この二つの仕事に直接的なつながりはないのだが、日記の文字を拾い読みし、茫漠と広がる干潟のディテールを眼で撫でるように味わっていくと、生きものの生と死はこんなふうに写真に刻みつけられていくのだという感慨が、静かに広がっていく。これまで太田の仕事は、あくまでもストレートな(正統的な)ドキュメンタリーだったのだが、彼のなかにも表現者としての新たな可能性を模索する気持ちが芽生えてきているのではないだろうか。几帳面な字が次第に乱れて「毎日がつらい」「ボケてしまった」という殴り書きが痛々しい日記にも、海辺の生物や鳥たちの痕跡がくっきりと残る干潟の眺めにも、眼差しに裂け目を入れ、さまざまな連想を引き出す豊かな写真の力が呼び起こされている。
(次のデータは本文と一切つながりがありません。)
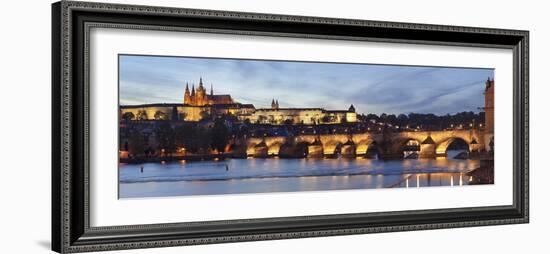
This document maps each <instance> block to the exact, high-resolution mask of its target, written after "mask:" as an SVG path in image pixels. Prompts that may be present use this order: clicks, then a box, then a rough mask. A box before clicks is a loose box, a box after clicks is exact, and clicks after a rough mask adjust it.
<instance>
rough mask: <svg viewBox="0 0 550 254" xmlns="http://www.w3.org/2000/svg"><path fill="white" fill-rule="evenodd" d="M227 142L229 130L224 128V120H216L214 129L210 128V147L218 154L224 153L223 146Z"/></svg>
mask: <svg viewBox="0 0 550 254" xmlns="http://www.w3.org/2000/svg"><path fill="white" fill-rule="evenodd" d="M228 141H229V130H228V128H227V126H225V123H224V119H222V118H217V119H216V122H214V127H212V142H211V144H210V146H211V147H212V149H213V150H218V152H222V153H223V152H224V151H225V146H226V145H227V143H228Z"/></svg>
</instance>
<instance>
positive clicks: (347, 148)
mask: <svg viewBox="0 0 550 254" xmlns="http://www.w3.org/2000/svg"><path fill="white" fill-rule="evenodd" d="M457 139H459V140H462V141H464V143H466V144H467V145H468V147H469V151H470V152H481V151H489V150H491V145H490V143H491V142H492V140H493V133H484V131H483V130H476V129H472V130H445V131H410V132H407V131H405V132H392V133H360V134H322V135H313V134H312V135H298V136H290V137H283V136H275V137H263V138H248V139H246V140H245V141H244V143H241V147H242V148H243V149H246V155H247V156H254V157H269V156H281V157H331V156H342V157H356V156H369V155H371V154H377V155H378V157H379V158H382V159H394V158H403V154H404V151H417V152H418V155H419V157H421V158H435V157H438V156H446V155H447V148H448V147H449V145H450V144H451V143H452V142H453V141H455V140H457ZM410 141H413V142H410ZM243 146H244V147H243ZM243 152H244V151H243Z"/></svg>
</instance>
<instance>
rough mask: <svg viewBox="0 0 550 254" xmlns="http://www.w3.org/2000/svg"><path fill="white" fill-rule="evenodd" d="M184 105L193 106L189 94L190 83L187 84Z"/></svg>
mask: <svg viewBox="0 0 550 254" xmlns="http://www.w3.org/2000/svg"><path fill="white" fill-rule="evenodd" d="M183 104H191V93H190V92H189V82H188V83H186V84H185V95H184V96H183Z"/></svg>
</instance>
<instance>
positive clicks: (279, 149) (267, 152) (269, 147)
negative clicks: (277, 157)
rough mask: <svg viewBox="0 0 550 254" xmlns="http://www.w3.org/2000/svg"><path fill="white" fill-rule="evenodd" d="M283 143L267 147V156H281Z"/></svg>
mask: <svg viewBox="0 0 550 254" xmlns="http://www.w3.org/2000/svg"><path fill="white" fill-rule="evenodd" d="M266 145H267V144H266ZM282 145H283V143H282V142H273V143H271V144H269V145H268V146H267V155H269V156H279V152H280V151H281V146H282Z"/></svg>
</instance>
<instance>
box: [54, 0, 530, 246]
mask: <svg viewBox="0 0 550 254" xmlns="http://www.w3.org/2000/svg"><path fill="white" fill-rule="evenodd" d="M94 27H101V28H121V29H133V30H153V31H173V32H186V31H187V32H189V31H192V32H206V33H220V34H240V35H258V36H274V37H291V38H315V39H332V40H348V41H366V42H384V43H388V42H389V43H403V44H418V45H437V46H462V47H474V48H499V49H509V50H512V51H513V112H509V113H511V114H513V137H509V138H510V139H513V165H512V167H513V197H512V200H513V204H512V205H503V206H483V207H460V208H448V209H447V208H445V209H426V210H408V211H384V212H369V213H346V214H326V215H314V216H291V217H277V218H256V219H251V218H250V219H246V218H245V219H237V220H221V221H200V222H178V223H159V224H142V225H116V226H106V227H94V226H91V225H90V210H91V206H93V205H94V204H93V203H92V202H91V199H90V166H89V165H90V143H89V138H90V137H89V128H90V122H89V121H90V118H89V114H90V112H89V111H90V101H89V96H90V94H89V85H90V84H89V78H90V77H89V75H90V69H89V54H90V41H89V31H90V29H91V28H94ZM52 31H53V32H52V56H53V57H52V99H53V100H52V151H53V152H52V249H53V250H54V251H56V252H60V253H72V252H89V251H104V250H118V249H133V248H152V247H166V246H182V245H194V244H211V243H225V242H238V241H258V240H273V239H287V238H302V237H322V236H334V235H347V234H365V233H380V232H396V231H408V230H425V229H440V228H455V227H474V226H488V225H500V224H516V223H528V221H529V133H528V129H529V128H528V127H529V119H528V115H529V97H528V85H529V32H528V31H518V30H504V29H491V28H476V27H458V26H443V25H428V24H412V23H396V22H382V21H366V20H351V19H334V18H320V17H303V16H287V15H274V14H258V13H240V12H226V11H212V10H196V9H179V8H168V7H153V6H136V5H121V4H105V3H88V2H72V1H61V2H57V3H54V4H53V5H52Z"/></svg>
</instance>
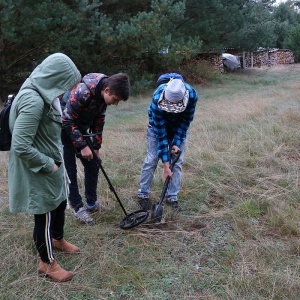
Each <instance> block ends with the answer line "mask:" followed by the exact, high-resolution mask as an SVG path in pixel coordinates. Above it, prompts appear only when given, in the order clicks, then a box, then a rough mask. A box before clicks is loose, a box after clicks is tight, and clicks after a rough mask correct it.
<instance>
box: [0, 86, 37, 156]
mask: <svg viewBox="0 0 300 300" xmlns="http://www.w3.org/2000/svg"><path fill="white" fill-rule="evenodd" d="M24 89H31V90H34V91H36V92H38V91H37V90H36V89H34V88H30V87H27V88H24ZM38 93H39V92H38ZM15 97H16V95H9V96H8V98H7V100H6V102H5V105H4V107H3V109H2V110H1V112H0V151H9V150H10V146H11V133H10V130H9V113H10V109H11V105H12V103H13V101H14V99H15Z"/></svg>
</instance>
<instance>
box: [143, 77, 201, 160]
mask: <svg viewBox="0 0 300 300" xmlns="http://www.w3.org/2000/svg"><path fill="white" fill-rule="evenodd" d="M165 86H166V84H161V85H160V86H158V88H157V89H156V90H155V91H154V93H153V95H152V102H151V104H150V106H149V108H148V116H149V125H150V126H152V127H153V130H154V132H155V134H156V139H157V155H158V157H159V158H160V159H161V160H162V162H163V163H164V162H167V161H170V157H169V147H168V145H169V143H170V144H171V145H172V146H173V145H176V146H178V147H179V146H180V145H181V143H182V142H183V141H184V140H185V139H186V133H187V130H188V129H189V127H190V124H191V122H192V121H193V118H194V113H195V109H196V104H197V101H198V95H197V92H196V91H195V89H194V88H193V87H192V86H190V85H189V84H187V83H185V87H186V89H187V90H189V101H188V104H187V107H186V109H185V110H184V111H183V112H181V113H176V114H175V113H168V112H166V111H164V110H161V109H160V108H159V107H158V106H157V101H158V100H159V97H160V95H161V93H162V92H163V91H164V89H165Z"/></svg>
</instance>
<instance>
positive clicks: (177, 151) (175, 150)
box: [171, 145, 180, 156]
mask: <svg viewBox="0 0 300 300" xmlns="http://www.w3.org/2000/svg"><path fill="white" fill-rule="evenodd" d="M179 151H180V148H179V147H177V146H176V145H173V146H172V150H171V154H173V155H176V156H177V155H178V153H179Z"/></svg>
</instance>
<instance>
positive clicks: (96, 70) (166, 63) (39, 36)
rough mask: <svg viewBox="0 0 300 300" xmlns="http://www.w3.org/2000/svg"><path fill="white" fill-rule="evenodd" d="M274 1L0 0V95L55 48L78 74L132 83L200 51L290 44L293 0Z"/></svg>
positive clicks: (221, 49)
mask: <svg viewBox="0 0 300 300" xmlns="http://www.w3.org/2000/svg"><path fill="white" fill-rule="evenodd" d="M274 2H275V1H274V0H247V1H241V0H231V1H229V0H211V1H206V0H143V1H142V2H141V1H138V0H122V1H121V0H108V1H102V2H101V1H100V0H74V1H68V0H54V1H50V0H45V1H39V2H36V1H33V0H0V20H1V24H0V25H1V27H0V97H2V98H4V97H5V96H6V94H7V93H9V92H15V91H17V90H18V88H19V86H20V84H21V83H22V82H23V81H24V79H25V78H26V77H27V76H28V74H30V72H31V70H32V69H33V67H34V66H35V65H36V63H39V62H40V61H42V60H43V59H44V58H45V57H46V56H47V55H48V54H51V53H53V52H63V53H65V54H67V55H69V56H70V57H71V58H72V59H73V60H74V62H75V63H76V65H77V66H78V68H79V69H80V71H81V73H82V75H84V74H86V73H89V72H102V73H106V74H108V75H109V74H113V73H115V72H120V71H123V72H128V73H129V75H130V77H131V81H132V84H133V85H134V84H135V83H137V84H138V82H139V81H140V80H143V79H141V78H146V77H151V75H152V76H153V78H155V77H156V76H157V75H158V74H161V73H163V72H165V71H167V70H168V71H173V70H175V69H180V68H182V66H183V64H184V63H185V62H187V61H189V60H190V59H191V58H192V57H193V56H194V55H195V54H197V53H199V52H201V51H203V50H205V51H206V50H211V49H214V50H215V51H222V49H223V48H224V47H235V48H237V49H239V50H240V51H243V50H245V51H254V50H256V49H257V48H258V47H269V48H272V47H276V46H277V47H282V46H283V45H289V44H292V45H293V44H295V43H294V42H293V41H291V40H292V39H293V38H294V36H293V31H292V29H293V28H296V26H297V23H298V21H299V14H298V11H297V2H294V1H288V2H287V3H283V4H281V5H279V6H278V7H276V6H273V4H274ZM141 4H142V5H141ZM289 32H291V36H290V35H289ZM287 35H288V36H287ZM285 37H287V38H286V42H284V39H285ZM293 49H295V50H296V49H297V48H296V45H293ZM147 80H148V79H147Z"/></svg>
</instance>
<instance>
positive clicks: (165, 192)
mask: <svg viewBox="0 0 300 300" xmlns="http://www.w3.org/2000/svg"><path fill="white" fill-rule="evenodd" d="M180 155H181V150H178V151H177V156H176V157H175V159H174V160H173V161H172V163H171V165H170V170H171V171H173V168H174V166H175V164H176V163H177V161H178V159H179V157H180ZM170 179H171V178H170V177H168V178H167V179H166V181H165V183H164V187H163V190H162V192H161V196H160V199H159V202H158V204H159V205H161V204H162V202H163V200H164V197H165V194H166V192H167V189H168V185H169V182H170Z"/></svg>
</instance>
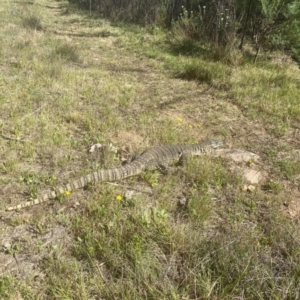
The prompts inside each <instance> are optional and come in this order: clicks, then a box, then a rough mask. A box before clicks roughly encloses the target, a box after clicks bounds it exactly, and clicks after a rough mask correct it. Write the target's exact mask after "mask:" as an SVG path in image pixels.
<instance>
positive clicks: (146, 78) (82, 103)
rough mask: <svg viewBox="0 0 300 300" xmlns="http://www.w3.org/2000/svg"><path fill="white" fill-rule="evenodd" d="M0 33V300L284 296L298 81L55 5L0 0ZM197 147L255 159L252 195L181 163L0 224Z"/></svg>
mask: <svg viewBox="0 0 300 300" xmlns="http://www.w3.org/2000/svg"><path fill="white" fill-rule="evenodd" d="M0 28H1V29H0V70H1V72H0V104H1V107H2V109H1V111H0V129H1V131H0V133H1V136H0V149H1V153H2V156H1V158H2V160H1V164H0V171H1V176H0V179H1V180H0V187H1V191H2V197H1V199H2V201H1V204H0V209H1V220H2V221H3V222H1V225H0V240H1V247H0V248H1V250H0V261H1V264H0V274H1V279H0V295H1V297H0V298H1V299H19V298H20V299H21V298H22V299H96V298H97V299H98V298H99V299H100V298H101V299H178V300H179V299H298V298H299V295H298V291H299V288H300V285H299V282H300V280H299V279H300V271H299V270H300V260H299V257H300V255H299V254H300V250H299V241H300V235H299V232H300V230H299V224H298V223H299V222H297V218H298V217H299V215H297V214H296V213H295V212H296V211H297V209H298V206H297V200H298V192H297V191H298V190H297V184H298V181H299V178H298V177H299V173H300V171H299V163H298V160H299V159H298V152H297V145H298V144H296V143H294V141H295V140H296V137H297V134H298V133H297V128H299V103H298V99H299V76H300V75H299V70H298V69H295V67H294V66H293V65H292V64H286V65H280V64H278V63H277V61H276V59H274V58H272V59H271V60H268V57H267V56H266V55H265V56H264V57H261V58H259V60H258V63H257V64H256V65H253V64H251V63H249V59H248V58H246V57H243V56H242V55H241V54H239V53H235V52H228V51H227V50H226V51H227V52H226V51H225V52H224V55H223V54H222V52H221V51H212V49H209V47H207V45H201V44H199V43H194V42H193V43H192V42H191V41H189V43H186V44H182V42H183V41H184V40H185V38H183V37H180V36H176V34H175V36H174V35H170V34H166V33H164V32H163V31H162V30H160V29H158V28H151V29H149V30H148V29H140V28H138V27H134V26H125V25H124V24H123V25H122V26H121V25H119V26H111V25H110V24H109V22H108V21H104V20H101V19H97V18H92V19H90V18H89V17H88V13H85V12H82V11H77V10H76V9H75V8H74V7H72V6H69V5H68V4H67V3H66V2H62V1H59V2H56V1H46V0H43V1H39V3H37V2H35V1H27V2H24V1H23V2H8V1H6V2H5V1H4V2H3V3H2V6H1V8H0ZM104 33H105V34H104ZM106 33H107V34H106ZM177 34H178V33H177ZM7 137H8V139H7ZM205 138H222V139H225V140H226V141H227V142H228V143H229V144H230V145H232V147H234V148H239V149H244V150H248V151H252V152H255V153H256V154H258V155H260V157H261V160H260V162H259V163H254V162H253V164H254V165H255V166H256V167H257V168H258V169H259V170H261V171H266V172H267V173H268V175H267V180H266V182H264V183H263V184H262V186H261V187H260V186H258V187H257V188H256V189H255V191H253V192H244V191H243V187H244V183H243V181H242V179H241V177H240V176H238V175H236V174H235V173H234V172H233V169H232V166H233V165H234V163H233V162H232V161H231V160H226V159H222V158H213V157H195V158H193V159H190V160H189V161H188V163H187V164H186V165H184V166H175V165H174V166H171V167H170V169H168V172H167V174H162V173H161V172H159V171H157V170H154V171H146V172H143V173H142V174H141V175H139V176H135V177H133V178H130V179H128V180H124V181H122V182H117V183H116V184H115V185H112V184H106V183H102V184H96V185H88V186H87V187H86V188H84V189H82V190H78V191H74V192H72V193H71V195H63V196H61V197H58V198H59V199H55V200H53V201H49V202H47V203H45V204H42V205H38V206H36V207H31V208H29V209H25V210H21V211H20V212H5V211H4V209H5V208H6V207H8V206H10V205H14V204H18V203H21V202H24V201H28V200H30V199H35V198H36V197H37V196H38V195H41V193H42V192H44V191H46V190H48V189H50V188H52V187H54V188H55V187H57V186H60V185H63V184H64V183H67V182H69V181H70V180H73V179H75V178H78V177H80V176H82V175H85V174H88V173H90V172H93V171H95V170H98V169H100V168H110V167H113V166H119V165H121V160H122V158H124V157H127V156H128V155H129V153H131V154H132V153H135V152H140V151H142V150H144V149H146V148H149V147H152V146H154V145H159V144H177V143H195V142H197V141H199V140H202V139H205ZM97 143H101V144H103V145H105V147H104V149H103V151H102V150H101V151H100V150H97V151H94V152H92V153H91V152H89V150H90V149H91V146H92V145H94V144H97ZM110 143H112V147H110V146H109V144H110ZM251 164H252V163H251V162H248V163H247V164H246V165H247V166H249V165H251ZM244 167H245V165H244ZM130 189H132V190H133V191H134V193H133V195H130V194H129V193H128V190H130ZM149 189H150V191H149ZM117 199H119V200H117ZM120 199H121V200H120ZM293 205H295V206H293ZM16 261H17V262H18V265H16Z"/></svg>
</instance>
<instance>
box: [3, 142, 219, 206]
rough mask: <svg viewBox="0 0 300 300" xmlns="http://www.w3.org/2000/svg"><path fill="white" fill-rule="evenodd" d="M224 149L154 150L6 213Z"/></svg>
mask: <svg viewBox="0 0 300 300" xmlns="http://www.w3.org/2000/svg"><path fill="white" fill-rule="evenodd" d="M223 145H224V144H223V142H222V141H218V140H207V141H204V142H201V143H199V144H195V145H174V146H157V147H153V148H150V149H148V150H146V151H144V152H143V153H141V154H139V155H136V156H135V157H134V159H133V160H132V161H131V162H129V163H128V164H126V165H125V166H122V167H119V168H112V169H108V170H99V171H97V172H94V173H92V174H88V175H85V176H83V177H80V178H78V179H76V180H74V181H72V182H70V183H68V184H66V185H65V186H62V187H58V188H56V189H55V190H54V191H50V192H47V193H44V194H43V195H42V196H41V197H39V198H37V199H35V200H32V201H27V202H24V203H21V204H18V205H16V206H11V207H8V208H7V209H6V210H19V209H22V208H25V207H30V206H33V205H36V204H40V203H43V202H46V201H48V200H50V199H54V198H56V197H57V196H58V195H62V194H65V193H66V192H71V191H74V190H77V189H80V188H83V187H84V186H86V185H87V184H88V183H90V182H94V183H96V182H108V181H117V180H121V179H124V178H127V177H131V176H135V175H138V174H140V173H141V172H142V171H144V170H146V169H149V168H160V167H162V166H166V165H168V164H169V163H171V162H173V161H176V160H177V161H178V160H180V161H184V160H185V159H187V158H188V157H189V156H195V155H204V154H211V153H212V152H213V151H214V150H215V149H217V148H220V147H222V146H223Z"/></svg>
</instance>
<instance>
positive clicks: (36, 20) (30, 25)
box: [22, 14, 43, 31]
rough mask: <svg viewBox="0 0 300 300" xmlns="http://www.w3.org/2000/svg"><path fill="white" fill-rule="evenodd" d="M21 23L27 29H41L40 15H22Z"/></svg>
mask: <svg viewBox="0 0 300 300" xmlns="http://www.w3.org/2000/svg"><path fill="white" fill-rule="evenodd" d="M22 24H23V26H24V27H25V28H27V29H32V30H38V31H41V30H43V26H42V22H41V19H40V17H38V16H37V15H34V14H31V15H29V16H23V18H22Z"/></svg>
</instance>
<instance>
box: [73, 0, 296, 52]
mask: <svg viewBox="0 0 300 300" xmlns="http://www.w3.org/2000/svg"><path fill="white" fill-rule="evenodd" d="M69 1H70V2H73V3H76V4H78V5H81V6H83V7H86V8H89V9H90V10H91V11H93V12H97V13H99V14H100V15H102V16H103V17H105V18H109V19H111V20H114V21H126V22H134V23H137V24H140V25H143V26H145V25H154V26H166V27H168V28H171V27H172V26H174V25H175V26H182V29H184V30H183V32H185V34H187V35H188V36H189V37H190V38H193V39H197V40H203V41H206V42H207V41H208V42H209V43H210V44H212V45H213V46H215V47H226V46H227V45H228V43H232V41H239V43H238V44H239V47H240V49H243V46H244V43H245V42H247V43H251V44H252V45H254V46H255V48H256V51H257V54H258V52H259V50H260V49H261V48H262V47H269V48H272V49H274V48H275V49H276V48H280V49H284V50H289V51H293V52H294V53H295V55H297V53H298V52H299V51H300V50H299V48H300V46H299V45H300V1H299V0H69Z"/></svg>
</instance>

たしかにすんなりと受け入れるのがむずかしい写真集かもしれないが、太田が伝えようとする“希望”のかたちは、多くの人が共有できるのではないかと思う。
ブレーンセンターから刊行された太田順一の写真集は、『化外の花』『群衆のまち』に続いて、これで3冊目になった。あまり売行きが期待できそうにない地味な写真集を、しっかりと出し続ける出版社の心意気にも敬意を表したい。